As I understand it, those between 25 – 35 years old now are going to be the leaders of the church of the future. Shape them now and you will shape the church of the future. They will lead the younger ones in the ways of the Lord. When someone heard me say this, he immediately said, “Not the future, but right now! They are the church right now!” Amen. I agree. The kingdom of God will be made up of servant leaders who will not be concerned about denomination, or money, or position, or image. All they will be concerned about are others whom God puts on their hearts, to see them succeed. (See my other post "Servant Leaders"). To them will come “all those .. in distress, in debt or discontented” (1 Sam22:2). These servant leaders will disciple others in the ways of the Lord. They will reproduce themselves. It is through this spiritual birthing and multiplication that Jesus will get His end-time bride.

Where are the Davids right now? Not in leadership in church as we know it. They will not fit in. Like David and what the Lord took him through, I believe many are in their caves, running from one thing to another, restless, feeling in the dark most of the time, not quite settled on anything that they feel is truly God’s kingdom, dissatisfied with church as we know it, looking for what their hearts tell them - church as it ought to be, but not finding it anywhere, going through multiple testing, possibly stretched to their limits physically, financially, emotionally …

Through the crucible of testing, the Lord has reserved to Himself those who have not bowed their knees to Baal. God knows those who are His. The devil can do his worst on them, but it will only train and prepare them to be even more in love with the Lord and zealous for His kingdom.


* Aceh - After the tsunami, some reporters went around asking the people why God had allowed the tsunami to hit them so badly. The people of Aceh are super religious, possibly the most religious people in all of Indonesia. It was the birthplace of Islam for Indonesia. Islam was brought to Aceh by Indian muslim traders who sailed from India and landed in Aceh. The Acehnese say that Aceh is "the Porch of Islam". From Aceh, Islam spread throughout Indonesia.

It was amazing what responses the reporters got from the Acehnese. Everyone acknowledged that it was an act of God, but everyone blamed it on someone else - either on the sins of the central government of Indonesia, or the hypocrisy of the religious leaders, or the immoral practices of the Indonesian military which they hated, or on the west. Not a single person said, "God judged us because we are guilty." Amazing! It never occured to them that if it was the sins of others, why didn't they, for example the Indonesian government headquartered in Jakarta, get hit with the tsunami instead?
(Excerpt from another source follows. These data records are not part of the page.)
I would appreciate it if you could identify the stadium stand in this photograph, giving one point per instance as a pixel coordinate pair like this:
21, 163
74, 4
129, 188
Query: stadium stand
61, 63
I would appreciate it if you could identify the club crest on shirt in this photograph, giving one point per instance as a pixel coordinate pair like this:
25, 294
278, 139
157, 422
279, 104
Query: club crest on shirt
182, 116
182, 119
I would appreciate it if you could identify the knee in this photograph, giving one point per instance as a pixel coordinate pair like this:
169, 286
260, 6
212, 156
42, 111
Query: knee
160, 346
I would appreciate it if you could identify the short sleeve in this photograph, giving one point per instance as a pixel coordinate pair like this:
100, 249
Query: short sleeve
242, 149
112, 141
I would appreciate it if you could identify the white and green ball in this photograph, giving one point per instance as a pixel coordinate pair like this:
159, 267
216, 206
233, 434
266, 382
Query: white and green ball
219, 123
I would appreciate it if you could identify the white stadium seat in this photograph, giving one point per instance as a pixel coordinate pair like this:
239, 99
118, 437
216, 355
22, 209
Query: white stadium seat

* Nias – is an island off the west coast of Sumatra. On 28th March 2005, an 8.7 earthquake rocked the island. More than 1750 church buildings collapsed, but the main mosque survived with just a few cracks. More than 85% of the islanders claim to be Christians, but I am told that about half of them are steeped in the occult. Even pastors I am told are involved in the occult. When I went with a team in response to the earthquake, many pastors approached me to help them with funds to rebuild their church building. I asked them, “Why did God not save your church building? Why did God save the mosque instead? If God did not save your church building, can you give me a good reason why I should help you with funds to rebuild it?” They just didn’t get it. They kept wanting my contact details.